Урок музыки проходил так: Лиля показывала Дине, как сыграть несколько тактов, и Дина вместе с ней учила, «куда ставить пальцы». После месяца занятий она уже «играла на рояле» – могла наиграть два начальных такта «К Элизе» правой рукой, без аккомпанимента. Аккомпанемент, Дина сказала, ей не нужен, ей достаточно одной правой руки, – и без левой руки понятно, что она исполняет Бетховена.
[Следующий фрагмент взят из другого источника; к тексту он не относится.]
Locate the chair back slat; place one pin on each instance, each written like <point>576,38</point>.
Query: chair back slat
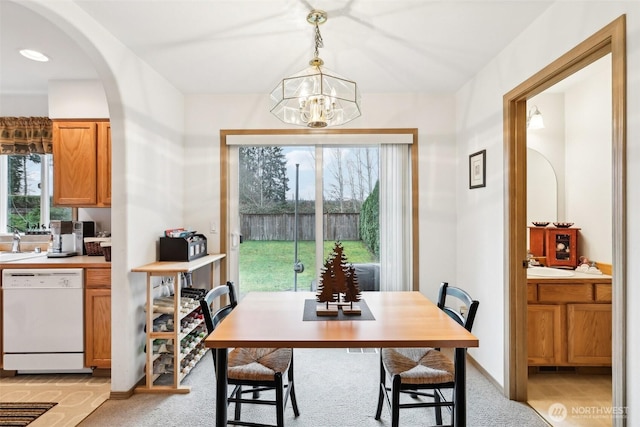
<point>213,297</point>
<point>465,319</point>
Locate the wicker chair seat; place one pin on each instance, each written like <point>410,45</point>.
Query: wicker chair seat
<point>258,364</point>
<point>418,365</point>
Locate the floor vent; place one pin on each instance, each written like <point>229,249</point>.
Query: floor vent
<point>362,350</point>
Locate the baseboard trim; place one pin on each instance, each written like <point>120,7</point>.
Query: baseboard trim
<point>121,395</point>
<point>486,374</point>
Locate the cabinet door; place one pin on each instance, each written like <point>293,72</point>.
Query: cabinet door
<point>98,328</point>
<point>589,334</point>
<point>104,164</point>
<point>75,163</point>
<point>544,334</point>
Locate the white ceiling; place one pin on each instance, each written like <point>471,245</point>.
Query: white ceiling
<point>242,46</point>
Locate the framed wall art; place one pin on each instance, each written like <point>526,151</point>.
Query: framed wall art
<point>477,169</point>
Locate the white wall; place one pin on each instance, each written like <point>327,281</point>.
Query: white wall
<point>588,167</point>
<point>433,115</point>
<point>22,105</point>
<point>77,99</point>
<point>147,150</point>
<point>481,212</point>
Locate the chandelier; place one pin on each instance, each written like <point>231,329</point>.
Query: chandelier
<point>316,97</point>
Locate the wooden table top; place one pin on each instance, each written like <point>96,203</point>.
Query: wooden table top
<point>178,266</point>
<point>402,319</point>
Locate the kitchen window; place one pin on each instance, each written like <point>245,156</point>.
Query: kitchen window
<point>26,190</point>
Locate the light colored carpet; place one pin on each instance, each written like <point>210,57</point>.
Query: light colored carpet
<point>333,387</point>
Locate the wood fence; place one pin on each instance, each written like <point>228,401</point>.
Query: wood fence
<point>337,226</point>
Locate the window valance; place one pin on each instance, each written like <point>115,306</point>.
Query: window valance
<point>26,135</point>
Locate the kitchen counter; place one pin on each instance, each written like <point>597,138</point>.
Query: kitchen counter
<point>578,276</point>
<point>80,261</point>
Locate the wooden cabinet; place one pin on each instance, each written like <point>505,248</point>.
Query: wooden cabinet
<point>82,163</point>
<point>545,334</point>
<point>569,322</point>
<point>97,332</point>
<point>589,334</point>
<point>558,245</point>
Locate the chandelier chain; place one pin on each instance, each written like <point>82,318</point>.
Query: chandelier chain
<point>319,42</point>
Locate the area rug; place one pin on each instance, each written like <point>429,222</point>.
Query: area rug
<point>23,413</point>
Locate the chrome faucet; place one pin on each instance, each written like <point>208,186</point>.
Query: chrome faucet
<point>15,247</point>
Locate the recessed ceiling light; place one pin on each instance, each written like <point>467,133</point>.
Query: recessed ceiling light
<point>34,55</point>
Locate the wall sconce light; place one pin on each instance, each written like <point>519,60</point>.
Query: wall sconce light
<point>534,119</point>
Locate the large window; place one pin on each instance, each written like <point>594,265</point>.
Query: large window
<point>26,190</point>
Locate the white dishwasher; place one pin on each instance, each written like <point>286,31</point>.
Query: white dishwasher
<point>43,318</point>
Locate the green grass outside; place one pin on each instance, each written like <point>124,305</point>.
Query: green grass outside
<point>268,265</point>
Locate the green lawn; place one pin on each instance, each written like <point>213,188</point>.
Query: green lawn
<point>268,265</point>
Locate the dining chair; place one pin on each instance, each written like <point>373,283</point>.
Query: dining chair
<point>424,372</point>
<point>261,369</point>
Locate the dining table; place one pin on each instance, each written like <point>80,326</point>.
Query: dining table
<point>386,319</point>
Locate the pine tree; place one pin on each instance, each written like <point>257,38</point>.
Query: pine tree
<point>264,181</point>
<point>352,293</point>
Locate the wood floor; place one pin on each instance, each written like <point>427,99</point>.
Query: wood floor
<point>76,395</point>
<point>571,399</point>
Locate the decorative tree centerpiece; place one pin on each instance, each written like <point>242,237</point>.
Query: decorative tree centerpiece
<point>338,287</point>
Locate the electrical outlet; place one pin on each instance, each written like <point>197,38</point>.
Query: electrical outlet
<point>463,310</point>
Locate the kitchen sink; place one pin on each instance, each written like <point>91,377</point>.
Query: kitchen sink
<point>16,256</point>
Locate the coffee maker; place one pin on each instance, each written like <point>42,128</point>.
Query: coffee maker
<point>66,239</point>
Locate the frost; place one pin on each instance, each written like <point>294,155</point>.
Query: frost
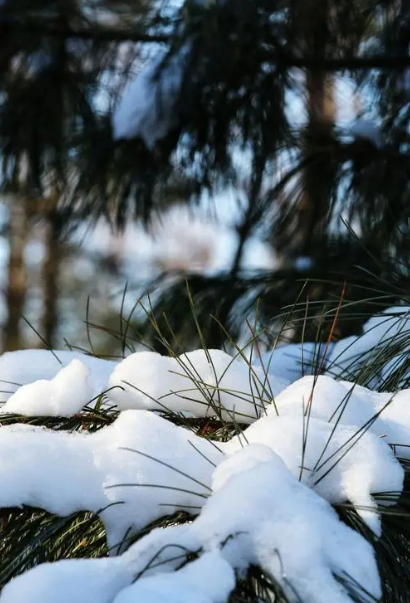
<point>200,383</point>
<point>27,366</point>
<point>62,396</point>
<point>342,463</point>
<point>261,499</point>
<point>210,579</point>
<point>295,536</point>
<point>64,473</point>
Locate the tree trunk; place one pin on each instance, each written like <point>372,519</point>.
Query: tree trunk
<point>17,274</point>
<point>50,277</point>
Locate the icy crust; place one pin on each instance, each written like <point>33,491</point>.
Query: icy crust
<point>279,524</point>
<point>131,473</point>
<point>263,498</point>
<point>341,463</point>
<point>26,366</point>
<point>63,396</point>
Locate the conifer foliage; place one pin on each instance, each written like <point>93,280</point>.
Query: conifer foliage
<point>117,105</point>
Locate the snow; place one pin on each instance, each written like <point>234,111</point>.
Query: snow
<point>295,536</point>
<point>147,107</point>
<point>63,396</point>
<point>68,472</point>
<point>209,579</point>
<point>261,499</point>
<point>340,462</point>
<point>26,366</point>
<point>200,383</point>
<point>79,581</point>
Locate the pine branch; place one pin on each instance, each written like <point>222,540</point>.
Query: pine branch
<point>281,59</point>
<point>97,34</point>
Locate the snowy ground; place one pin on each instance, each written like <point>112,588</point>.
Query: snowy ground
<point>263,498</point>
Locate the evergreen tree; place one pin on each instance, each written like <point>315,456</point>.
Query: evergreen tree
<point>211,109</point>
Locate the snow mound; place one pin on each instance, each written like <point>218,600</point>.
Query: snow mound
<point>209,579</point>
<point>26,366</point>
<point>126,472</point>
<point>64,395</point>
<point>278,524</point>
<point>199,383</point>
<point>341,463</point>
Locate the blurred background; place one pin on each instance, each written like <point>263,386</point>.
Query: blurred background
<point>241,166</point>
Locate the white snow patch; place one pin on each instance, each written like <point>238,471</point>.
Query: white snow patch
<point>341,463</point>
<point>64,395</point>
<point>278,524</point>
<point>209,579</point>
<point>26,366</point>
<point>68,472</point>
<point>200,383</point>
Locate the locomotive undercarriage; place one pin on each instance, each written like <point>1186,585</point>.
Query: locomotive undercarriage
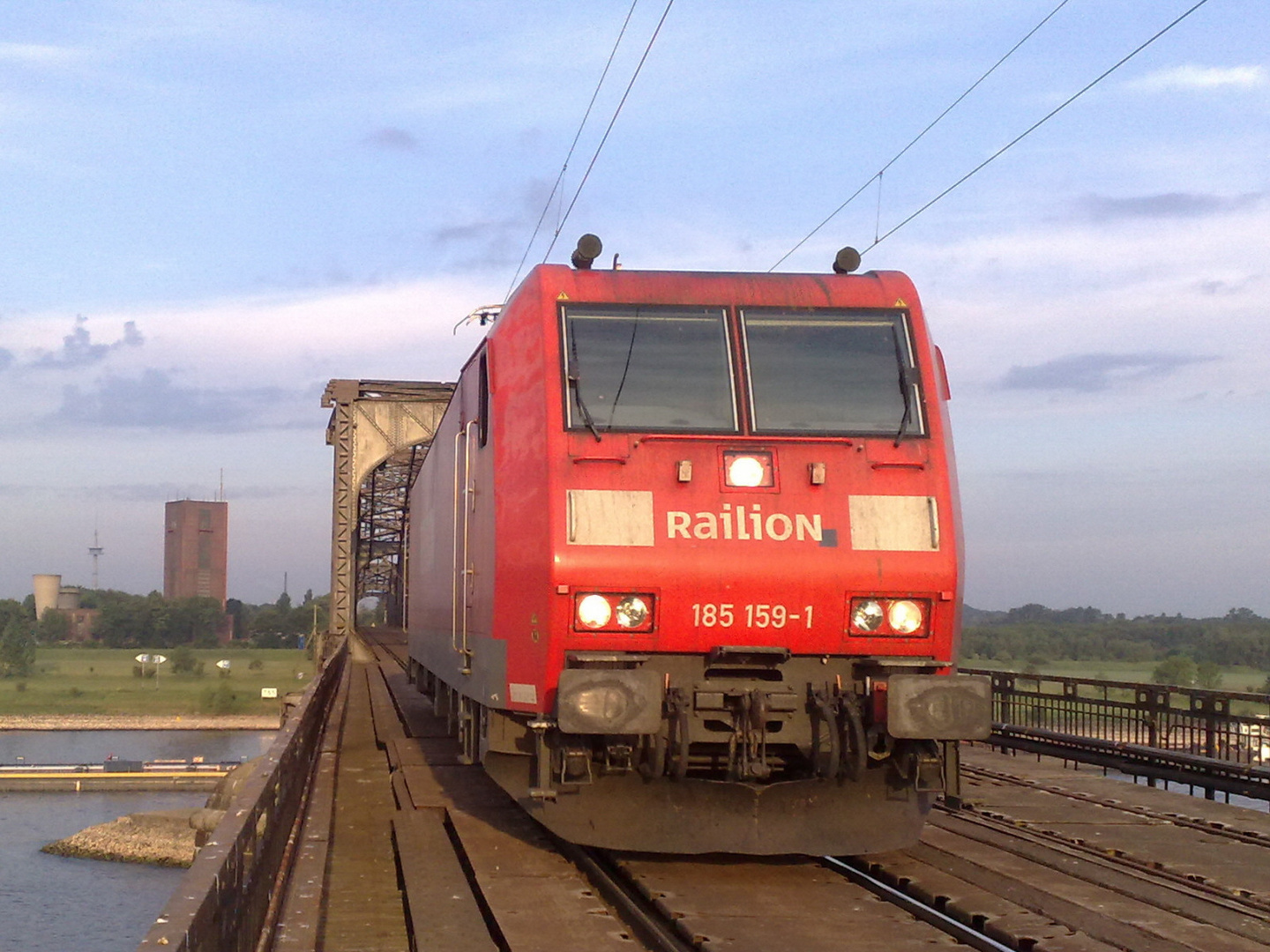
<point>743,750</point>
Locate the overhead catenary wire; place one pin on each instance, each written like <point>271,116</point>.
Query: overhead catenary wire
<point>609,129</point>
<point>573,145</point>
<point>1036,124</point>
<point>877,175</point>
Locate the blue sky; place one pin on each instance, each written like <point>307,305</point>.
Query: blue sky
<point>211,208</point>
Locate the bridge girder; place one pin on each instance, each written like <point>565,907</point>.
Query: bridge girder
<point>371,426</point>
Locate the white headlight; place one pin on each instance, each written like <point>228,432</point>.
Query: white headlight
<point>905,617</point>
<point>631,612</point>
<point>594,611</point>
<point>866,616</point>
<point>744,471</point>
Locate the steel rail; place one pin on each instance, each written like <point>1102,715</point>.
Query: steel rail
<point>631,904</point>
<point>943,922</point>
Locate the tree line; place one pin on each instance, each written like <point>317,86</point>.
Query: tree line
<point>153,621</point>
<point>1185,651</point>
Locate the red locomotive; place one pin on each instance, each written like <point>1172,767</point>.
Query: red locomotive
<point>684,560</point>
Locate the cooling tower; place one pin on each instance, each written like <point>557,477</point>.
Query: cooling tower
<point>46,588</point>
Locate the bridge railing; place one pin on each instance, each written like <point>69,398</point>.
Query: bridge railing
<point>1213,739</point>
<point>224,899</point>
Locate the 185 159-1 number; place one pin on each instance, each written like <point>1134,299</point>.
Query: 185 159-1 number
<point>725,614</point>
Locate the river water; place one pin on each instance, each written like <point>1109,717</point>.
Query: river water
<point>86,905</point>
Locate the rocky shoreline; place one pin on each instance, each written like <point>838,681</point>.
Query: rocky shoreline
<point>159,838</point>
<point>138,723</point>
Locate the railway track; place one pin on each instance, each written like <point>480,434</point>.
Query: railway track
<point>979,879</point>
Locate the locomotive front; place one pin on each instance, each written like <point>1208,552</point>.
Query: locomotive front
<point>743,539</point>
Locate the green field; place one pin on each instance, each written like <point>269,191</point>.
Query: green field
<point>90,681</point>
<point>1233,678</point>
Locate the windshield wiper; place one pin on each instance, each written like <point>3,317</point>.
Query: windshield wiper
<point>906,390</point>
<point>576,386</point>
<point>582,405</point>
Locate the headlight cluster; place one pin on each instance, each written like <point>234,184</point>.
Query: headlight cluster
<point>902,617</point>
<point>748,470</point>
<point>602,611</point>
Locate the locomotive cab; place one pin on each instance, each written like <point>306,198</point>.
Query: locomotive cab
<point>700,562</point>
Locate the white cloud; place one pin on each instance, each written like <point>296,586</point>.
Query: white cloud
<point>1189,77</point>
<point>38,54</point>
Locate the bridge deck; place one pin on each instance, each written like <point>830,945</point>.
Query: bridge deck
<point>406,847</point>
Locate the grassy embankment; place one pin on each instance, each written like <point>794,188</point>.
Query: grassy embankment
<point>90,681</point>
<point>1233,678</point>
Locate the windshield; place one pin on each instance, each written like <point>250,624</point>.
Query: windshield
<point>832,372</point>
<point>640,367</point>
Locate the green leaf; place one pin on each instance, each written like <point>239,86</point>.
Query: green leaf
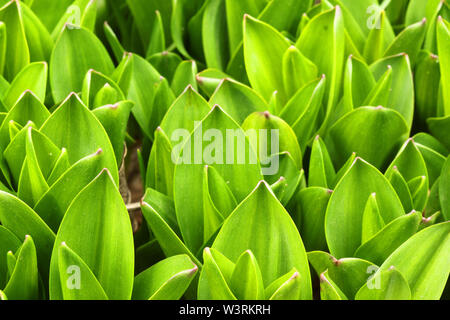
<point>214,35</point>
<point>40,42</point>
<point>184,76</point>
<point>321,170</point>
<point>246,281</point>
<point>189,108</point>
<point>161,168</point>
<point>401,97</point>
<point>389,238</point>
<point>114,119</point>
<point>323,43</point>
<point>409,41</point>
<point>287,177</point>
<point>285,14</point>
<point>209,79</point>
<point>17,55</point>
<point>143,12</point>
<point>401,187</point>
<point>257,225</point>
<point>235,11</point>
<point>346,274</point>
<point>426,84</point>
<point>312,204</point>
<point>28,108</point>
<point>8,242</point>
<point>303,110</point>
<point>439,129</point>
<point>328,289</point>
<point>212,283</point>
<point>21,220</point>
<point>166,280</point>
<point>166,63</point>
<point>374,133</point>
<point>169,241</point>
<point>32,78</point>
<point>372,221</point>
<point>3,38</point>
<point>264,67</point>
<point>218,201</point>
<point>107,242</point>
<point>388,285</point>
<point>238,100</point>
<point>270,135</point>
<point>343,220</point>
<point>378,39</point>
<point>113,42</point>
<point>74,127</point>
<point>93,84</point>
<point>297,70</point>
<point>76,52</point>
<point>410,163</point>
<point>77,280</point>
<point>164,206</point>
<point>61,166</point>
<point>423,261</point>
<point>157,39</point>
<point>379,95</point>
<point>358,82</point>
<point>287,287</point>
<point>41,155</point>
<point>444,189</point>
<point>433,160</point>
<point>24,282</point>
<point>235,162</point>
<point>55,202</point>
<point>136,77</point>
<point>443,43</point>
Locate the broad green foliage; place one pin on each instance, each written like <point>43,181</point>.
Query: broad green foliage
<point>277,149</point>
Кроме двух тактов «К Элизе» в Динином репертуаре значились три первые фразы «Анданте» Баха. Таким образом, Дину все устраивало – в боевом настроении можно было наиграть «Анданте», а в лирическом «К Элизе». Но Дина теперь почти всегда бывала в лирическом настроении, вот и сейчас она толстенькими пальчиками бегала по клавишам, имея в виду Бетховена и постоянно попадая не туда.